A new analysis of the auto market by Bank of Nova Scotia economist Carlos Gomes shows sales of luxury cars and trucks in Canada have climbed 16 per cent so far this year from a year earlier, largely because of those two provinces.
“The Canadian luxury auto market has been heating up in recent months and has accounted for nearly 60 per cent of the year-to-date increase in overall volumes in Canada this year, five times its normal share,” said Mr. Gomes.
“The strength of the luxury market is concentrated in British Columbia and Ontario, the fastest-growing provincial economies.”
Indeed, sales by volume in January surged 25 per cent in B.C. and 15 per cent in Ontario, though Mr. Gomes expects the pace to slow.
He chose an interesting week for his analysis, if only by coincidence, because we’ll also get fresh statistics on home sales and prices, and how much we’re borrowing to help buy all these things, over the next couple of days.
The first, the latest reading of the Teranet-National Bank home price index, comes later in the morning. Expect it to show Toronto still driving ahead, though Vancouver is anyone’s guess.
Home sales in the latter have slumped in the wake of a provincial tax on foreign buyers of Vancouver area homes, though prices are still way out there.
The Greater Toronto Area, in turn, has experienced sharp gains in both sales and prices to the point where Ontario is now considering a Vancouver-style tax as one option.

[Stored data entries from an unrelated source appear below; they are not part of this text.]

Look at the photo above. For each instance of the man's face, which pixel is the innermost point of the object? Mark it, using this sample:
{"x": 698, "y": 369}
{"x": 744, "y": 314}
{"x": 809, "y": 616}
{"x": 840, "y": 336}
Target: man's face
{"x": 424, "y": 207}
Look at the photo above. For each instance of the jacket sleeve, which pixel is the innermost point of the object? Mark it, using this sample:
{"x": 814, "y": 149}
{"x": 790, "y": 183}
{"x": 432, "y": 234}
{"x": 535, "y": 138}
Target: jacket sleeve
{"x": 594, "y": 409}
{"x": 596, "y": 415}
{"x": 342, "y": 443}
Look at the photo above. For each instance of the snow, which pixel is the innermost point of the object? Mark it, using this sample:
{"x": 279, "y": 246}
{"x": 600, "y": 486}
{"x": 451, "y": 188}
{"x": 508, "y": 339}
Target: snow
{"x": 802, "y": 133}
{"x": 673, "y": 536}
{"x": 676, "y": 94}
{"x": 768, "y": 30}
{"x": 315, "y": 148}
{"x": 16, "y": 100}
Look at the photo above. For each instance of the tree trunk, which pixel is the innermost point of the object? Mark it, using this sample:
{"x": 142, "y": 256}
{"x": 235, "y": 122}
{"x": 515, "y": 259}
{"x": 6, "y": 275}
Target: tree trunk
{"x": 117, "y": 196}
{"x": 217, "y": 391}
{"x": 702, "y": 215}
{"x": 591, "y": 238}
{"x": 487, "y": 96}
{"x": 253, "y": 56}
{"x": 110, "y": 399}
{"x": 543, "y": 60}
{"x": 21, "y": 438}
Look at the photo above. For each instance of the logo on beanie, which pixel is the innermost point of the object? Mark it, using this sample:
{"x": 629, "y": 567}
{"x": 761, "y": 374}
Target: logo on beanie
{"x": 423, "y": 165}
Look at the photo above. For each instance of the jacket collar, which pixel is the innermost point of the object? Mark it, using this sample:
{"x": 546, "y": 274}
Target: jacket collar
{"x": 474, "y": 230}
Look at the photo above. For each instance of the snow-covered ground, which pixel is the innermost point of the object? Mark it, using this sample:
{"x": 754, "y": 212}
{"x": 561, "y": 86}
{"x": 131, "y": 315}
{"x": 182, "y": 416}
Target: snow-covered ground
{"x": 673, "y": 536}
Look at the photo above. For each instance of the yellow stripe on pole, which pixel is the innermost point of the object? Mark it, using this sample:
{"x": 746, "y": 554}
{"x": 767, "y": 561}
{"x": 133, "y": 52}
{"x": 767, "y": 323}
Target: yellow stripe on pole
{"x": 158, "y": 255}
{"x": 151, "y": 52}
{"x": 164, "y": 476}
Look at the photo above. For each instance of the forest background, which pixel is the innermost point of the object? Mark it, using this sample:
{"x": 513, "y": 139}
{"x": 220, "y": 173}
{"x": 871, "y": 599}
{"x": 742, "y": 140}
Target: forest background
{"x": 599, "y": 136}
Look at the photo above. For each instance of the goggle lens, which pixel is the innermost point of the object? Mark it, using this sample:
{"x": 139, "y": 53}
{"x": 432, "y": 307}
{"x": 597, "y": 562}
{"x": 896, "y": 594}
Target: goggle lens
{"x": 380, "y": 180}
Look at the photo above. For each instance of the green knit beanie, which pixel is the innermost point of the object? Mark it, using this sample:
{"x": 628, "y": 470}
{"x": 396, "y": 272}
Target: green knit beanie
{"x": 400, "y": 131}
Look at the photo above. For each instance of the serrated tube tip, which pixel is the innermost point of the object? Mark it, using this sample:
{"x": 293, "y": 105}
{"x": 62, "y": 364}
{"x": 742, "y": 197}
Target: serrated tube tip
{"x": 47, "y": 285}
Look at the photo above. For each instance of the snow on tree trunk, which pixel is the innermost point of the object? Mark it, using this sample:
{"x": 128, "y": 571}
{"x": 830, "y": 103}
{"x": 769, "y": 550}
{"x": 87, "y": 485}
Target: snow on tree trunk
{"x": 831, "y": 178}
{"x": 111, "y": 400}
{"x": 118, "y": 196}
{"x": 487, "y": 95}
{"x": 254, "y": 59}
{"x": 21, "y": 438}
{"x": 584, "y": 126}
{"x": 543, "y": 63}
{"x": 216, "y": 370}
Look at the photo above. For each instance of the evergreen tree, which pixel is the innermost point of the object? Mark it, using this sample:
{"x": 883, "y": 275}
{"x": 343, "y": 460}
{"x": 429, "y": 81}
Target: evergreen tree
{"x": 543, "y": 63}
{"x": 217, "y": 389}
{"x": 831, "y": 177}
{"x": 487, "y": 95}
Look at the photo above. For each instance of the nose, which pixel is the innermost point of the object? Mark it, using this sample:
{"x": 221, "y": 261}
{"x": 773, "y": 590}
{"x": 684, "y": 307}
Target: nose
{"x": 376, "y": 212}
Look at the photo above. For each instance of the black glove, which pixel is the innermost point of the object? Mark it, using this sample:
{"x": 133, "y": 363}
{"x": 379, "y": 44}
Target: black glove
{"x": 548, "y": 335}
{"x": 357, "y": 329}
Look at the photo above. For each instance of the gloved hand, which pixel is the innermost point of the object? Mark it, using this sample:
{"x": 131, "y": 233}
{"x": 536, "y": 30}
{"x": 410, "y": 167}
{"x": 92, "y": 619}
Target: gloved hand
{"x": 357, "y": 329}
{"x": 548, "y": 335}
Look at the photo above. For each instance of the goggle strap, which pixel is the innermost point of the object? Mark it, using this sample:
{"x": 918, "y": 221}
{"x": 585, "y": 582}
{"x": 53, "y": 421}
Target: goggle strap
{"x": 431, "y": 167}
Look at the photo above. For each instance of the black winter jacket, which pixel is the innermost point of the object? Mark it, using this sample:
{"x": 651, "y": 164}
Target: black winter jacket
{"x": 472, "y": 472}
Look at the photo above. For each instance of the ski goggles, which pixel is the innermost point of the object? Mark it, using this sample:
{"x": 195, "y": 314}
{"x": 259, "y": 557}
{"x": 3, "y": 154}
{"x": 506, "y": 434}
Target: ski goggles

The average price of a detached home in Toronto’s core 416 area code now tops $1.5-million, and even semis are going for over $1-million. The surrounding regions are no slouches, either.
We’ll get further evidence on Wednesday when the Canadian Real Estate Association releases its monthly sales report.
We already know from regional reports that Toronto was up and Vancouver down last month.
“In bubble territory, Toronto stayed red-hot in frigid February, with sales climbing a little more than 5 per cent, while prices continue to rocket more than 20 per cent year over year,” said Bank of Montreal senior economist Benjamin Reitzes.
“It looks as though the new mortgage rules, which took effect in the second half of October, didn’t make a dent,” he added.
“Meantime, Vancouver has gone the other way, with sales collapsing about 40 per cent year over year, and price gains slowing sharply.”
And just so you don’t forget what all of this means to your finances, Statistics Canada will tell us what we owe, also on Wednesday.
You can bet that the quarterly report will show a fresh high for the key measure of household debt-to-income.
Actually, best not to bet. You’ll only owe more if, by chance, you lose.